Wednesday, August 5, 2009

embarrassment ensues

True Story. This only happened a matter of minutes ago, so I'm going to furiously type, as to accurately recall the series of events.

Took Gabe into see his pediatrician for his 4 year old wellness check this morning. After the physical examination, the doctor (who has no sense of humor or much of a personality whatsoever) hands Gabe a pen and asks him to draw a picture of his mom. I guess this exercise somehow measures his development...whatever. Anyway, Gabe says, "ummm, this pen is actually too heavy for me" and hands the pen back to him. The doctor reassures him that the pen isn't too heavy and could he please just draw the picture. Gabe sighs and gets started. He draws my eyes, my nose, my lips, my hair and my toe nails. Then he says to me, "What else should I draw, mommy"? I tell him to draw whatever he wants. To which he immediately replies, "Then I'm going to draw your big pee pee and your boobies". I turned 3 shades of red and buried my head in my lap. I peek up at the doctor, expecting him to be giggling. Oh no. No smile, no smirk...nothing. He was scribbling something in Gabe's file, probably indicating that my son is a perv.

The doctor then goes on and on asking me more questions about their diet, their tv exposure, etc... He asks how many glasses of milk I give them a day. I tell him one at breakfast and one at dinner. Ben pipes in, "NOOO, Uh-Uh....nooooo, remember at the restaurant last night you let us get Sprite"???? So, I kicked him. Then doc asks how much television/computer time my kids get. I said, "well, let's see, I let them watch tv while I'm making breakfast and again at night when they're winding down". Ben bursts out laughing and says, "we watch waaaaaay more tv than that"!!!!! If looks could kill, there would be a chalk line around Ben on the floor in the doctor's office. He pulled this crap with me last year during their physicals. I even warned them this morning NOT to act up. Doctor Personality yells at me some more about the importance of bike helmets. I nod. Ben throws me under the bus again. "Mom...Mom....uh-uh, Gabe DOES NOT wear a helmet...Mom, mom....."!!! Yeah, because GABE CAN'T RIDE A BIKE---which would clearly explain why Gabe doesn't wear a bike helmet. So, I find myself stuttering and sputtering to this doctor, like I'm on trial or something.
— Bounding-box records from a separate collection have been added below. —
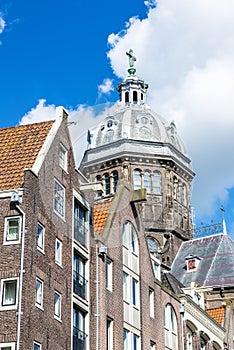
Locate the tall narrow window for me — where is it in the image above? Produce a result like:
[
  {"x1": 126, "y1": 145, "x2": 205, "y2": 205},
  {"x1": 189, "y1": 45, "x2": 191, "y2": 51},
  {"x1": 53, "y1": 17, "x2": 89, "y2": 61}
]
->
[
  {"x1": 54, "y1": 180, "x2": 65, "y2": 217},
  {"x1": 37, "y1": 222, "x2": 45, "y2": 252},
  {"x1": 134, "y1": 169, "x2": 141, "y2": 190},
  {"x1": 144, "y1": 171, "x2": 151, "y2": 193},
  {"x1": 1, "y1": 279, "x2": 17, "y2": 308},
  {"x1": 59, "y1": 144, "x2": 67, "y2": 171},
  {"x1": 113, "y1": 171, "x2": 119, "y2": 193},
  {"x1": 36, "y1": 278, "x2": 43, "y2": 308},
  {"x1": 73, "y1": 305, "x2": 87, "y2": 350},
  {"x1": 153, "y1": 171, "x2": 161, "y2": 194},
  {"x1": 164, "y1": 304, "x2": 178, "y2": 350},
  {"x1": 106, "y1": 317, "x2": 113, "y2": 350},
  {"x1": 104, "y1": 174, "x2": 110, "y2": 196},
  {"x1": 73, "y1": 251, "x2": 87, "y2": 299},
  {"x1": 4, "y1": 216, "x2": 21, "y2": 244},
  {"x1": 54, "y1": 292, "x2": 62, "y2": 320},
  {"x1": 55, "y1": 238, "x2": 62, "y2": 266},
  {"x1": 33, "y1": 342, "x2": 41, "y2": 350},
  {"x1": 74, "y1": 198, "x2": 88, "y2": 246},
  {"x1": 106, "y1": 258, "x2": 113, "y2": 292},
  {"x1": 149, "y1": 288, "x2": 154, "y2": 318}
]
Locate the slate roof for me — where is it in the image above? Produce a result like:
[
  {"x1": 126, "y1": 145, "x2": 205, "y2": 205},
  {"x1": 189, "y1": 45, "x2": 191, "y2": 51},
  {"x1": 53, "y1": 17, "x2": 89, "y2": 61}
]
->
[
  {"x1": 171, "y1": 234, "x2": 234, "y2": 287},
  {"x1": 0, "y1": 121, "x2": 53, "y2": 191},
  {"x1": 206, "y1": 307, "x2": 225, "y2": 326},
  {"x1": 93, "y1": 197, "x2": 113, "y2": 235}
]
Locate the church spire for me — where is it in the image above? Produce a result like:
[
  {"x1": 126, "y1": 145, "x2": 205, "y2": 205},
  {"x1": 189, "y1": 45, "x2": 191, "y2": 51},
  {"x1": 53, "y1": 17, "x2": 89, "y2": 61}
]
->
[{"x1": 117, "y1": 49, "x2": 148, "y2": 105}]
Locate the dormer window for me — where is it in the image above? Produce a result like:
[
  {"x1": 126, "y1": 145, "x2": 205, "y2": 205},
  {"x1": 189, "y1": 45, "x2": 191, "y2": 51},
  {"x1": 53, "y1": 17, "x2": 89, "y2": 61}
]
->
[{"x1": 186, "y1": 255, "x2": 201, "y2": 271}]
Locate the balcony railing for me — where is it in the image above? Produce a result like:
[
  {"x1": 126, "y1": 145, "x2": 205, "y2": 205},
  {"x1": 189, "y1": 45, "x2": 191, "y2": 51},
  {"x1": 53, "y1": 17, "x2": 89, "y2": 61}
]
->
[
  {"x1": 73, "y1": 326, "x2": 87, "y2": 350},
  {"x1": 74, "y1": 219, "x2": 88, "y2": 247},
  {"x1": 73, "y1": 271, "x2": 87, "y2": 299}
]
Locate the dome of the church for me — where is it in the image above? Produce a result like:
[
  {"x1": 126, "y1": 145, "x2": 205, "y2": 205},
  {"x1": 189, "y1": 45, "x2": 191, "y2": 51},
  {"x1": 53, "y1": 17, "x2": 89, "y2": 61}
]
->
[{"x1": 91, "y1": 103, "x2": 186, "y2": 154}]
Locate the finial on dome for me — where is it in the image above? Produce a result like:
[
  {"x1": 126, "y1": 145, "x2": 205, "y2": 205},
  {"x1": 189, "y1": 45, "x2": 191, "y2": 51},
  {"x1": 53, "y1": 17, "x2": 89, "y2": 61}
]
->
[{"x1": 126, "y1": 49, "x2": 136, "y2": 75}]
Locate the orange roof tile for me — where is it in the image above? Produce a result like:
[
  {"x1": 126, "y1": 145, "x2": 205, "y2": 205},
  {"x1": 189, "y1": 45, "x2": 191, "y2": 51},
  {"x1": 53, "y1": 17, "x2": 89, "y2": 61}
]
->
[
  {"x1": 93, "y1": 198, "x2": 113, "y2": 235},
  {"x1": 0, "y1": 121, "x2": 53, "y2": 190},
  {"x1": 206, "y1": 307, "x2": 225, "y2": 326}
]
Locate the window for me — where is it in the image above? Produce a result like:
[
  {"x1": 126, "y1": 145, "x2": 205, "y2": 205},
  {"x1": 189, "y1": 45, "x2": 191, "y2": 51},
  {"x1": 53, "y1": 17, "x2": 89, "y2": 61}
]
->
[
  {"x1": 33, "y1": 342, "x2": 41, "y2": 350},
  {"x1": 164, "y1": 304, "x2": 178, "y2": 350},
  {"x1": 132, "y1": 277, "x2": 139, "y2": 307},
  {"x1": 59, "y1": 143, "x2": 67, "y2": 171},
  {"x1": 54, "y1": 180, "x2": 65, "y2": 217},
  {"x1": 55, "y1": 238, "x2": 62, "y2": 266},
  {"x1": 123, "y1": 272, "x2": 130, "y2": 302},
  {"x1": 74, "y1": 198, "x2": 88, "y2": 246},
  {"x1": 4, "y1": 216, "x2": 21, "y2": 244},
  {"x1": 36, "y1": 278, "x2": 43, "y2": 309},
  {"x1": 0, "y1": 343, "x2": 15, "y2": 350},
  {"x1": 106, "y1": 258, "x2": 113, "y2": 292},
  {"x1": 144, "y1": 171, "x2": 151, "y2": 193},
  {"x1": 153, "y1": 171, "x2": 161, "y2": 194},
  {"x1": 37, "y1": 222, "x2": 45, "y2": 252},
  {"x1": 54, "y1": 292, "x2": 62, "y2": 320},
  {"x1": 73, "y1": 251, "x2": 87, "y2": 299},
  {"x1": 149, "y1": 288, "x2": 154, "y2": 318},
  {"x1": 106, "y1": 317, "x2": 113, "y2": 350},
  {"x1": 124, "y1": 328, "x2": 130, "y2": 350},
  {"x1": 134, "y1": 169, "x2": 141, "y2": 190},
  {"x1": 1, "y1": 279, "x2": 18, "y2": 309},
  {"x1": 73, "y1": 305, "x2": 87, "y2": 350}
]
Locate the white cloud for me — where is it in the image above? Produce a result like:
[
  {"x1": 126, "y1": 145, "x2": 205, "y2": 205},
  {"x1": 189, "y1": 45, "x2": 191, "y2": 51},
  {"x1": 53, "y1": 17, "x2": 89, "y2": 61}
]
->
[
  {"x1": 19, "y1": 99, "x2": 116, "y2": 165},
  {"x1": 0, "y1": 12, "x2": 6, "y2": 34},
  {"x1": 20, "y1": 99, "x2": 56, "y2": 124},
  {"x1": 98, "y1": 78, "x2": 114, "y2": 96},
  {"x1": 108, "y1": 0, "x2": 234, "y2": 219}
]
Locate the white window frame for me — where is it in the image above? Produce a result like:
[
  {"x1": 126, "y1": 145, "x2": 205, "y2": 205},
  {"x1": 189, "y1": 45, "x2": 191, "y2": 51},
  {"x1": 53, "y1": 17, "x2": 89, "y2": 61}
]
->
[
  {"x1": 0, "y1": 277, "x2": 19, "y2": 310},
  {"x1": 106, "y1": 257, "x2": 113, "y2": 292},
  {"x1": 4, "y1": 215, "x2": 21, "y2": 245},
  {"x1": 35, "y1": 277, "x2": 44, "y2": 310},
  {"x1": 0, "y1": 343, "x2": 15, "y2": 350},
  {"x1": 33, "y1": 341, "x2": 42, "y2": 350},
  {"x1": 59, "y1": 143, "x2": 67, "y2": 172},
  {"x1": 55, "y1": 238, "x2": 63, "y2": 267},
  {"x1": 54, "y1": 291, "x2": 62, "y2": 321},
  {"x1": 149, "y1": 288, "x2": 154, "y2": 318},
  {"x1": 37, "y1": 222, "x2": 45, "y2": 253},
  {"x1": 54, "y1": 179, "x2": 65, "y2": 219}
]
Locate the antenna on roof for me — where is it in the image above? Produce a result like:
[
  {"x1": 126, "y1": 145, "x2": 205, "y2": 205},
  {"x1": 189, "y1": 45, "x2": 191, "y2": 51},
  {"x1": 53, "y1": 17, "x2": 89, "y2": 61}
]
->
[{"x1": 220, "y1": 206, "x2": 227, "y2": 235}]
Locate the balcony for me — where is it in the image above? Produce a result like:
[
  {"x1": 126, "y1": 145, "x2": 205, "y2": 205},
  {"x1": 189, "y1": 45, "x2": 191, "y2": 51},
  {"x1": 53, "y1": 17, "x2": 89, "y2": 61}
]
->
[
  {"x1": 74, "y1": 219, "x2": 88, "y2": 247},
  {"x1": 73, "y1": 326, "x2": 87, "y2": 350},
  {"x1": 73, "y1": 271, "x2": 87, "y2": 299}
]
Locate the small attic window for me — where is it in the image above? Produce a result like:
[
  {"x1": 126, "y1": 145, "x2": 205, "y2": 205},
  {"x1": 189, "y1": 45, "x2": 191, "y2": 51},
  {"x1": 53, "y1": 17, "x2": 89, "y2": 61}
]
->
[{"x1": 186, "y1": 255, "x2": 201, "y2": 271}]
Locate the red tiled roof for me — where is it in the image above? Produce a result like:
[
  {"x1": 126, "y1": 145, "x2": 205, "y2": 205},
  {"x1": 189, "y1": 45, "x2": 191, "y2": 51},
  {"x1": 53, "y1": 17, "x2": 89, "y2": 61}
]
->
[
  {"x1": 93, "y1": 198, "x2": 113, "y2": 235},
  {"x1": 0, "y1": 121, "x2": 53, "y2": 190},
  {"x1": 206, "y1": 307, "x2": 225, "y2": 326}
]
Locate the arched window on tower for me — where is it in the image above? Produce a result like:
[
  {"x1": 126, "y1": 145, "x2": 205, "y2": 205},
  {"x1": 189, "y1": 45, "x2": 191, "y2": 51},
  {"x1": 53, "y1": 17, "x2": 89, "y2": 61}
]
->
[
  {"x1": 112, "y1": 171, "x2": 119, "y2": 193},
  {"x1": 133, "y1": 169, "x2": 141, "y2": 190},
  {"x1": 133, "y1": 91, "x2": 137, "y2": 103},
  {"x1": 144, "y1": 171, "x2": 151, "y2": 193},
  {"x1": 104, "y1": 173, "x2": 110, "y2": 196},
  {"x1": 125, "y1": 91, "x2": 129, "y2": 103},
  {"x1": 153, "y1": 171, "x2": 161, "y2": 194},
  {"x1": 164, "y1": 304, "x2": 178, "y2": 350}
]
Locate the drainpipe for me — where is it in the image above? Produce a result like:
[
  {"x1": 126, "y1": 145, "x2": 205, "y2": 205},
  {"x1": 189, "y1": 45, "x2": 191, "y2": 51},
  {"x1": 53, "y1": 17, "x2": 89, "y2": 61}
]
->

So, on the way home, I called my husband to tell him how beastly our children were, but then hung up because I figured he'd probably make a disgusting sexual reference with regard to my "big pee pee". I ended up circling my neighborhood because I was/am worried that the authorities have been notified. What if I get questioned by CPS because my kids are making dirty references to my pee pee? Great. That's all I need is a sex offender sign posted in my yard. As if I don't already have a glowing reputation in the neighborhood. Why do my children hate me so?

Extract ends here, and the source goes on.